The triptych is widely considered a masterpiece and one of Bacon's most personal works, but is one of his least experimental and most conventional paintings. Bacon believed that the fatigue of old age and the complications of fame led him to appreciate simplicity as a virtue of its own, a sentiment which he attempted to transfer into his work.

==Description==
The painting is built up from very even and smooth brush strokes, using mostly brown, cream, white and black colours, except around the faces. Bacon is ill-at-ease in each panel, seated cross-legged with his hands around his knees, though in the centre panel, one arm rests on the chair arm. The descriptions are based on passport photographs; he never used a mirror for these works, claiming that he hated the sight of his own face, especially close up, and more as he got older. This is reflected in the current work; in the left and centre panels, large parts of his head have disintegrated or are missing. He explained to Sylvester that he continued "painting it [his face] because I haven't any other people to do...One of the nicest things Jean Cocteau said was 'each day in the mirror I watch death at work.' That is what one does to oneself".

==Themes==

Self-Portrait, 1973

Several of Bacon's closest friends had died in the years before he began the triptych, and their loss is evident in the triptych's sorrowful, mournful atmosphere. In 1979 Muriel Belcher, proprietor of Soho's Colony Room, died and in 1981 Bacon's youngest sister Winifred died. During the 1970s, he lost many of his friends, including his long-term lover George Dyer. In an interview with Sylvester in the early 1980s, Bacon admitted his friends had been "dying around me like flies and I've had nobody else to paint but myself ... I loathe my own face, and I've done self-portraits because I've had nothing else to do".

Formally, the work departs from Bacon's usual style, but in many ways, it can be considered as an extension of themes explored in his early-1970s Black Triptychs. It may be more symmetrically refined, not as raw and has smoother edges, while it places the figures more centrally; previous triptychs typically positioned the figures unequally, typically slightly towards the edges so as to unnerve the viewer. The three panels share a cool, light-brown surface, while the figures are unusually diminished in size. Before this work, his heads were characterised by broad, almost wanton, brushstrokes. There were even instances, notably in his mid-1960s portraits of Lucian Freud, where the whole head was depicted with a single stroke. In the 1985 triptych, he abandons that approach, building the self-portraits from tight and very fine brush strokes. Instead, Bacon chooses to focus on disintegration; the skulls are blood-spattered, with bone and blood flying out of them.
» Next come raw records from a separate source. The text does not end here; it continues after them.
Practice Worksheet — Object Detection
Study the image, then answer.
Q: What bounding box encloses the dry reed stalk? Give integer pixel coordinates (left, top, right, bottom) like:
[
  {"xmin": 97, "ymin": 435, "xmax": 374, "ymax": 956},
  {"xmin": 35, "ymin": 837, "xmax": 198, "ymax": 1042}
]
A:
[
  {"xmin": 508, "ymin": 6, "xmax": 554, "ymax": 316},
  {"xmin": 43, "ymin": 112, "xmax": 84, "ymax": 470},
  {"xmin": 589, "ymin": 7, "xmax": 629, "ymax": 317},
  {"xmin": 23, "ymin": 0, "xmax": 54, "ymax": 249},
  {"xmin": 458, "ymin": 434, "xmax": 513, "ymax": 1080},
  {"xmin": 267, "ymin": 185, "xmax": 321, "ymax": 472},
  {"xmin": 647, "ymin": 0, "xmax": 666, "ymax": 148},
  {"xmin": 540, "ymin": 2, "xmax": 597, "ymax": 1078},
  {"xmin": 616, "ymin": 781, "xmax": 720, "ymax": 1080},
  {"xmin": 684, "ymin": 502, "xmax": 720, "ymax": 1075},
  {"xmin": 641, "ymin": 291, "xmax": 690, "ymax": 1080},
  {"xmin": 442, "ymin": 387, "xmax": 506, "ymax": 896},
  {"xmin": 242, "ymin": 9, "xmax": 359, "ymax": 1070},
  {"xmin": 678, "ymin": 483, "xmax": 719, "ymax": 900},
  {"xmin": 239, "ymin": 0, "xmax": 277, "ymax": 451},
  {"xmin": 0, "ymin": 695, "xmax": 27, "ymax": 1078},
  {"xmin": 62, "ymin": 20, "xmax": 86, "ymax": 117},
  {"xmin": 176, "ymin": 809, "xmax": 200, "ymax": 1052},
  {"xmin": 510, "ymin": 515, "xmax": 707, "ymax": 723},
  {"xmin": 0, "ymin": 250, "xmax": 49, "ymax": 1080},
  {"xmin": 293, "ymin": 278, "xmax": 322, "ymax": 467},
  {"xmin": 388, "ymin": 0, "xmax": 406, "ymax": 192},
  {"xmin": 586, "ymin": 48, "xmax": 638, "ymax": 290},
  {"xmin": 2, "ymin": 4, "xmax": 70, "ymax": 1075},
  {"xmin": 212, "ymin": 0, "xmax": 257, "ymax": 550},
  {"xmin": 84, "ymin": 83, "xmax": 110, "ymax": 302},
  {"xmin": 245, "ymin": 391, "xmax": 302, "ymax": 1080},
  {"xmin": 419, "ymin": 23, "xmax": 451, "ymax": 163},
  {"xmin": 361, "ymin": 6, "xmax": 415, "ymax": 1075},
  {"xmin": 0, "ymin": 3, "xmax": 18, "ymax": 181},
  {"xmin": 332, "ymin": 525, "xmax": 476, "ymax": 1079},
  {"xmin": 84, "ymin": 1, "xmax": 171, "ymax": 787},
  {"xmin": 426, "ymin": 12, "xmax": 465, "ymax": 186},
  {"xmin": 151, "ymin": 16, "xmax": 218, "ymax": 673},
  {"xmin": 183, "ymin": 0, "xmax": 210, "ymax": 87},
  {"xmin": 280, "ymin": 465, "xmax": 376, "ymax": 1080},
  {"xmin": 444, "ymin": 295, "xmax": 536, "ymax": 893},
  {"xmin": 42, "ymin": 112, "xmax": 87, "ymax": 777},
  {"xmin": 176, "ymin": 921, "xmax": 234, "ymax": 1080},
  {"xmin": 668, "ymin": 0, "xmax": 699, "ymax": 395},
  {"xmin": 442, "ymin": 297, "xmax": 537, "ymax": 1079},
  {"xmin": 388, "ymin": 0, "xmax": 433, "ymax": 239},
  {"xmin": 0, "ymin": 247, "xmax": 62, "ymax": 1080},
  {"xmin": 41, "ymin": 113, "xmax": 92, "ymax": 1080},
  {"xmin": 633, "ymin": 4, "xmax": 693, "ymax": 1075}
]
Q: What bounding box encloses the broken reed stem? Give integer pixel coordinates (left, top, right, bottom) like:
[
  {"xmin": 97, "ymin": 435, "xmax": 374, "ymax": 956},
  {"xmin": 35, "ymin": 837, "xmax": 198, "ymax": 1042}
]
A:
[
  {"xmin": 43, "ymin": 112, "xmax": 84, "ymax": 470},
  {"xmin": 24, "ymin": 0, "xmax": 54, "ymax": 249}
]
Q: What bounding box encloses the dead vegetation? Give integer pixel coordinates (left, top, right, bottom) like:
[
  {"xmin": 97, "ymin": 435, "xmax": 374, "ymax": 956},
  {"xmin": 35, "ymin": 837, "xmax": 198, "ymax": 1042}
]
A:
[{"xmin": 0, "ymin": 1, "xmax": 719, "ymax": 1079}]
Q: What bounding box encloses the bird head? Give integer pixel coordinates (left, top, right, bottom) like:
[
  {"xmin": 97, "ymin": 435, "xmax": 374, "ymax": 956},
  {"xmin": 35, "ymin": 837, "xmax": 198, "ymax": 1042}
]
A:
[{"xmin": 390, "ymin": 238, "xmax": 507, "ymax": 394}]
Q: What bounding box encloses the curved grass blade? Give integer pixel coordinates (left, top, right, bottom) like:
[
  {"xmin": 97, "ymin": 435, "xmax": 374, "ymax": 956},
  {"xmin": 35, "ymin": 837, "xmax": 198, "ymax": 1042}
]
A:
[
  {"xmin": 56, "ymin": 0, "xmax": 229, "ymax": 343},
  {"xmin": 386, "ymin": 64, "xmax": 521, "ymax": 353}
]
Study for a Self-Portrait continues a painterly motif that Bacon began early in his career: a spatially uniform and simple background (although the back line is curved in the centre panel, a device generally only seen in much later work). Here, the figures are held together by pairs of vertical blinds in the background of each frame. In contrast to most of Bacon's work, this background references contemporary art, drawing on the stillness of Barnett Newman's Voice (1950), while the elegance of the figures echoes Henri Matisse's Music.

While Bacon's earlier work often hid the figures behind veils or other concealing devices, the 1985 triptych leaves nothing hidden. His mid-career reduced portraits of friends to broad brush strokes cast with an almost drunken abandon, but the 1985 triptych is precise and reduced. In this respect, the triptych can be read as the artist retreating into the academic finesse against which he once raged. The technique also evokes the background details of his seminal early-1970s Black Triptych series.